E’ stata una sorpresa positiva riuscire a fare più del 20 -30 per cento di occupazione. A luglio siamo al 50 – 60 per cento, con punte del 90 – 100 per cento nei weekend. I tour operator hanno avuto un calo del 70 – 80 per cento del volume di lavoro ma abbiamo una buona fetta di privati che non vedono l’ora di venire qui: molti sono clienti abituali che non rinunciano alla vacanza

-La clientela?

Tradizionalmente, avevamo una clientela tedesca, oggi sono 70 per cento tedeschi e 30 per cento italiani. Gli inglesi sono stati bloccati negli spostamenti, non possono arrivare, hanno rinviato al prossimo anno. Tutti i reparti sono organizzati per accogliere il cliente secondo le normative in vigore. Per esempio, prima per la colazione avevamo un buffet grandissimo con più di cento articoli, ora viene fatto servizio al tavolo. C’è un cambiamento della vacanza ma vediamo che i vecchi clienti sono contenti e prolungano quindi la voglia di far vacanza rimane e nei fine settimana siamo pieni.

-Qual è il segreto per funzionare bene anche nell’estate 2020, senza eventi, senza feste, senza la programmazione dell’arena di Verona?
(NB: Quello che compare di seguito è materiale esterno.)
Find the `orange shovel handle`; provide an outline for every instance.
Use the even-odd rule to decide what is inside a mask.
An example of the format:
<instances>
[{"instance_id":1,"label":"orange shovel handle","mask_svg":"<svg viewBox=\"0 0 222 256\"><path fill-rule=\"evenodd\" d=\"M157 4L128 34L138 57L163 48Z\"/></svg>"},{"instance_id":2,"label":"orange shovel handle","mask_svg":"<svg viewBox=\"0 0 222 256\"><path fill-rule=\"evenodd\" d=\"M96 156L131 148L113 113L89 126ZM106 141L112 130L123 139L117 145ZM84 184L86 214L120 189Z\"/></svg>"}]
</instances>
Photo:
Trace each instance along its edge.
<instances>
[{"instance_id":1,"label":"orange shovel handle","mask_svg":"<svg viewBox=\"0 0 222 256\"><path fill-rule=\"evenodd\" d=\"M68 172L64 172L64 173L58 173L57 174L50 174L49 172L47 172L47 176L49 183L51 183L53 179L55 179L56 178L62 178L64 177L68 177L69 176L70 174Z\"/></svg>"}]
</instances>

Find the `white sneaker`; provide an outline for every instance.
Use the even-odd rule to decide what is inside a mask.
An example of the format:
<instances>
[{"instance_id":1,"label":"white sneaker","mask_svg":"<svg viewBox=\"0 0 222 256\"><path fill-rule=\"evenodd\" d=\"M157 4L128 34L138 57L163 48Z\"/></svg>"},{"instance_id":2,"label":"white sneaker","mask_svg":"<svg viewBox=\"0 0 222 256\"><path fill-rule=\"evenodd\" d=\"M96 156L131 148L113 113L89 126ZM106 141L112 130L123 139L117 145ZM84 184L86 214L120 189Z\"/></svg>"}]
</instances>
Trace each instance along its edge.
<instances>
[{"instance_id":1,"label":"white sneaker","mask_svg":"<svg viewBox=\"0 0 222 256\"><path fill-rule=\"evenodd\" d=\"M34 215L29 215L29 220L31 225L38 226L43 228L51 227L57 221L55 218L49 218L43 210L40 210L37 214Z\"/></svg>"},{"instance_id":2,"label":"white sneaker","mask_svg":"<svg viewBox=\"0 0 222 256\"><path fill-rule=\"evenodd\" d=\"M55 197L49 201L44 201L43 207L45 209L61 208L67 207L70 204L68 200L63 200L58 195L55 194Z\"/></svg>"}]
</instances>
Noi abbiamo sempre puntato molto sulla qualità, sulla formazione e sulla fidelizzazione non solo del cliente esterno ma anche del cliente interno. Il Covid ci porta a riorganizzarci, per questa stagione, con una squadra “di emergenza” per riuscire a mantenere il contatto con i nostri clienti in maniera positiva. Di certo una esperienza al lago di Garda quest’anno è davvero autentica: non ci sono gli spettacoli all’Arena di Verona o altri eventi, per cui quest’anno il turista che viene qui è il turista che davvero ama il lago, la tranquillità e le bellezze del territorio del Garda.

-Prospettive per l’autunno?

La grande incognita è un altro focolaio che nel giro di un mese potrebbe riportare l’Italia alla chiusura. Di certo fino alla metà di agosto viaggiamo sul 70 – 80 per cento di occupazione come media, nel weekend arriviamo anche al 90 – 100 per cento. Dopo metà agosto si vedrà cosa accadrà col Covid. Se va tutto bene resteremo aperti fino a metà ottobre e poi riapriremo l’hotel Caesius un quattro stelle superior con la spa resort che viene apprezzato anche in inverno.